GIN: cannot use CORS middleware with router groups

[samber]

I need different CORS settings in 2 groups. This middleware works only at "router" level.

The issue can be reproduced with the following code:

package main

import (
    cors "github.com/rs/cors/wrapper/gin"
    "github.com/gin-gonic/gin"
)

func ctrl(c *gin.Context) {
    c.JSON(200, gin.H{
        "status": "ok",
    })
}

func main() {
    router := gin.New()

    // first group with "/1" prefix
    group1 := router.Group("/1")
    group1.Use(cors.New(cors.Options{
        AllowedOrigins:   []string{"http://a.b.c"},
        AllowedMethods:   []string{"GET", "HEAD", "OPTIONS",},
        AllowedHeaders:   []string{"Origin", "Content-Type"},
        AllowCredentials: false,
    }))
    group1.GET("/1", ctrl)

    // second group with "/2" prefix
    group2 := router.Group("/2")
    group2.Use(cors.New(cors.Options{
        AllowedOrigins:   []string{"http://d.e.f"},
        AllowedMethods:   []string{"GET", "HEAD", "OPTIONS", "POST", "PUT", "PATCH", "DELETE"},
        AllowedHeaders:   []string{"Origin", "Authorization", "Cookie", "Content-Type"},
    }))
    group2.GET("/2", ctrl)

    router.Run(":8080")
}

Adding the "OPTIONS" catch-all route doesn't change anything.
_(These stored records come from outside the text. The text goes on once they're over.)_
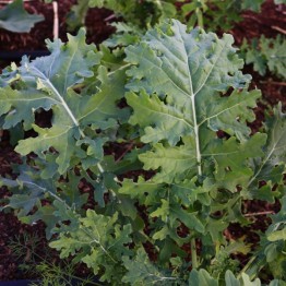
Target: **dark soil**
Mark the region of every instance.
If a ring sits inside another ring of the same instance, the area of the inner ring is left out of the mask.
[[[61,0],[59,1],[59,21],[60,21],[60,38],[64,41],[67,39],[67,26],[64,20],[67,13],[70,11],[71,4],[74,0]],[[1,5],[0,5],[1,8]],[[26,4],[29,12],[43,13],[46,17],[45,22],[37,24],[28,34],[13,34],[4,31],[0,31],[0,50],[41,50],[45,49],[45,39],[52,38],[52,5],[44,4],[39,1],[31,2]],[[88,12],[86,25],[87,25],[87,40],[88,43],[99,44],[106,39],[114,28],[108,26],[105,19],[110,15],[107,10],[92,9]],[[277,34],[286,29],[286,9],[283,5],[274,5],[272,0],[266,1],[262,7],[260,14],[253,12],[243,13],[243,21],[237,24],[230,33],[235,36],[236,44],[239,46],[243,39],[251,39],[264,34],[266,37],[275,37]],[[0,68],[4,68],[8,62],[2,62]],[[264,111],[267,106],[273,106],[277,102],[282,102],[286,107],[286,84],[281,80],[267,74],[265,78],[260,76],[252,71],[251,67],[246,67],[245,72],[251,73],[253,76],[253,87],[262,90],[263,100],[255,108],[257,120],[251,124],[253,132],[255,132],[264,119]],[[126,146],[128,148],[128,146]],[[112,151],[106,151],[107,153],[117,152],[118,147],[115,146]],[[124,153],[122,146],[119,150],[120,154]],[[127,150],[128,152],[128,150]],[[120,157],[120,154],[117,157]],[[11,164],[20,163],[20,158],[13,152],[13,147],[9,143],[8,132],[0,133],[0,176],[11,175]],[[132,177],[132,176],[131,176]],[[80,186],[84,191],[91,191],[88,184],[83,181]],[[0,198],[3,199],[9,195],[5,188],[0,188]],[[279,210],[278,203],[267,204],[260,201],[245,202],[245,213],[259,213],[259,212],[277,212]],[[253,225],[251,227],[241,227],[238,224],[233,224],[225,231],[225,236],[228,239],[236,239],[246,236],[248,242],[257,243],[259,230],[265,230],[269,225],[266,215],[253,216]],[[183,227],[182,234],[183,236]],[[46,252],[50,252],[51,261],[58,260],[57,254],[51,250],[47,250],[47,241],[45,239],[45,226],[38,223],[34,226],[21,224],[12,213],[0,213],[0,281],[20,279],[20,278],[35,278],[24,271],[21,271],[21,265],[28,265],[34,263],[32,257],[28,255],[29,245],[25,245],[23,241],[24,234],[38,237],[37,254],[39,257],[46,257]],[[15,241],[20,237],[21,241],[27,249],[26,257],[17,258],[12,251],[11,241]],[[37,262],[40,259],[37,260]],[[87,270],[80,265],[79,274],[86,275]]]

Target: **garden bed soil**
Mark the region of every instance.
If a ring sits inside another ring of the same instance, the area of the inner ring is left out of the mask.
[[[64,25],[64,19],[70,10],[73,0],[59,1],[59,20],[60,23],[60,38],[67,40],[67,26]],[[0,50],[4,51],[21,51],[21,50],[45,50],[45,39],[52,38],[52,22],[53,12],[51,4],[44,4],[38,1],[33,1],[26,4],[29,12],[43,13],[46,17],[45,22],[37,24],[29,34],[13,34],[4,31],[0,31]],[[286,27],[286,10],[285,5],[274,5],[272,0],[266,1],[262,7],[260,14],[253,12],[243,13],[243,21],[237,24],[230,33],[234,35],[236,43],[239,45],[243,37],[251,39],[252,37],[259,37],[264,34],[266,37],[275,37],[278,33]],[[87,15],[87,41],[99,44],[106,39],[114,28],[108,26],[105,19],[110,15],[110,11],[104,9],[92,9]],[[9,62],[1,62],[1,68],[4,68]],[[251,67],[246,67],[246,72],[251,73],[253,76],[252,86],[262,90],[263,102],[261,102],[255,109],[257,120],[251,124],[253,131],[257,131],[261,127],[263,120],[263,114],[267,105],[274,105],[277,102],[282,102],[284,108],[286,107],[286,86],[278,79],[267,74],[266,78],[260,76],[252,71]],[[265,80],[267,79],[267,80]],[[48,117],[49,115],[47,115]],[[45,120],[45,119],[44,119]],[[11,165],[19,163],[19,156],[13,152],[13,147],[9,143],[8,132],[2,132],[0,142],[0,176],[11,175]],[[123,154],[124,146],[116,152]],[[107,151],[112,152],[112,151]],[[92,192],[88,186],[81,186]],[[0,198],[9,195],[5,188],[0,188]],[[245,202],[245,213],[267,213],[277,212],[279,204],[267,204],[260,201]],[[259,236],[258,231],[263,231],[267,228],[269,219],[266,215],[258,215],[252,217],[253,224],[251,227],[242,228],[238,224],[233,224],[225,231],[225,236],[228,239],[237,239],[242,236],[247,237],[247,242],[255,245]],[[23,239],[24,234],[29,234],[32,237],[38,237],[38,245],[36,248],[39,257],[45,257],[48,249],[47,241],[45,239],[45,226],[38,223],[34,226],[21,224],[12,213],[0,213],[0,281],[13,281],[13,279],[29,279],[37,278],[35,275],[21,271],[20,266],[31,263],[31,257],[16,258],[11,249],[11,241],[16,238]],[[24,242],[28,249],[28,241]],[[56,251],[51,251],[52,262],[58,261]],[[28,251],[27,251],[28,252]],[[245,260],[245,261],[243,261]],[[38,260],[39,262],[39,260]],[[247,258],[241,258],[241,262],[245,264]],[[87,275],[88,270],[84,265],[79,265],[78,274],[80,276]]]

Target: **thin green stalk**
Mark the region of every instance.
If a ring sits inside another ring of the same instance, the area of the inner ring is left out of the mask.
[[[196,257],[195,238],[191,239],[191,250],[192,250],[192,269],[195,270],[195,269],[199,267],[198,257]]]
group1.OPTIONS("", func(c *gin.Context) {
    c.AbortWithStatus(204)
})

You can test it with this client.

Any idea how to solve this?

[sno6]

Any luck @samber ?

[mjubil1]

@samber I am also facing the same issue.

[RubenGarcia]

I think cors runs first, when the connection is established, and does not know anything about the endpoint itself ("1/*") so it cannot be used at the Group granularity level.

[sify21]

I had to add an options mapping to each endpoint

[OhBonsai]

web browser will send OPTIONS to check CORS policy before request. In common secranio. router only define specific method like get, post. SO when server recieve options method. It will reconginze this route is not registed. then code run into default middleware

// Use attaches a global middleware to the router. ie. the middleware attached though Use() will be
// included in the handlers chain for every single request. Even 404, 405, static files...
// For example, this is the right place for a logger or error management middleware.
func (engine *Engine) Use(middleware ...HandlerFunc) IRoutes {
    engine.RouterGroup.Use(middleware...)
    engine.rebuild404Handlers()
    engine.rebuild405Handlers()
    return engine
}

use cors middlware in default group!!!

[jub0bs]

The root cause of this issue lies in Gin's router, not in rs/cors. See https://github.com/gin-gonic/gin/issues/531.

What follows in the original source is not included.